Calou-se de repente, percebendo que tinha falado demais.
- O que foi? – quis saber Palmon, olhando curiosa para o grupo.
Gabumon recuou um passo, hesitante, mas Sora empurrou-o para a frente.
- Onde estão o Gennai e os outros? – perguntou então ela. – Queríamos vê-los.
- Hum... sim, está bem, venham comigo – disse Palmon, um pouco desconfiada.
Eles atravessaram vários corredores e finalmente uma porta abriu-se e entraram numa enorme divisão, repleta de material tecnológico extraordinariamente avançado. Ao fundo, os digimons corriam para eles. O reencontro foi emocionante e festivo, mas de repente alguém surgiu perante eles.
- Sejam bem-vindos à Sala de Controlo.
Os Eleitos olharam estupefactos. Um rapaz de cerca de 10 anos apresentava-se na sua frente, vestindo uma túnica castanha e usando o cabelo, também castanho, completamente entrançado.
- Quem és tu? – inquiriu Koushiro, confuso.
- Sou o Gennai.
- Huh?!
Eles olharam para a criança que tinham na frente, que não se parecia nada com o velhote simpático do costume, ou mesmo com o adulto bonitão da última vez. Ficaram bastante impressionados, mas não fizeram mais comentários.
- Estão todos bem? – indagou este calmamente. – Fizeste um bom trabalho, Gabumon, tudo correu conforme o previsto.
O digimon olhou para ele com coragem.
- Não – corrigiu, com voz fraca. – Algo correu mal. O Takeru, a Miyako e a Hikari…
- Estão precisamente onde deviam estar – interrompeu Gennai.
- Como?
- Esses três têm uma missão especial e tiveram de se separar momentaneamente do grupo – explicou o digi-humano.
Oito rostos incrédulos olharam em choque para ele.
- Mas então… Devimon, o ataque…
- Tudo informaticamente programado. O que viram não era real, mas no entanto, teria que parecer um acidente, ou vocês iriam imediatamente atrás deles.
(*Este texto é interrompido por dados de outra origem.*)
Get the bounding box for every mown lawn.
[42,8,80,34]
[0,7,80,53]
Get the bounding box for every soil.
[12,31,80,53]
Desculpem se vos preocupei, mas tinha de ser assim.
Gabumon parecia que ia desmaiar a qualquer momento.
- Isso quer dizer que a minha irmã está bem?! – exclamou Taichi subitamente alegre de novo.
- Está óptima, Taichi. Os três encontram-se neste momento a caminho do Palácio Negro.
A sua expressão alegre desapareceu.
- No Palácio Negro??? Temos de ir salvá-los já!
Gennai riu-se.
- Estás a ver? Preocupas-te demasiado com a Hikari. Neste momento ela e os outros estão a numa missão que só eles têm capacidade para cumprir. Não há nada que possas fazer para os ajudar.
- E que missão é essa, pode saber-se? – perguntou Yamato, ligeiramente zangado.
- Por enquanto, não – respondeu Gennai misteriosamente. – Tudo o que podem fazer por agora é comer, descansar e recuperar forças. Aqui estarão em segurança e a vossa presença fará com que a moral dos membros da resistência suba… que é algo que nós precisamos. Agora, se não se importam…
Uma luz envolveu-o e ele teletransportou-se.
Taichi praguejou contra ele mas não fez nada. Agora teria de fazer a coisa que mais lhe custava na vida… esperar!
Takeru espreitou para o exterior da conduta.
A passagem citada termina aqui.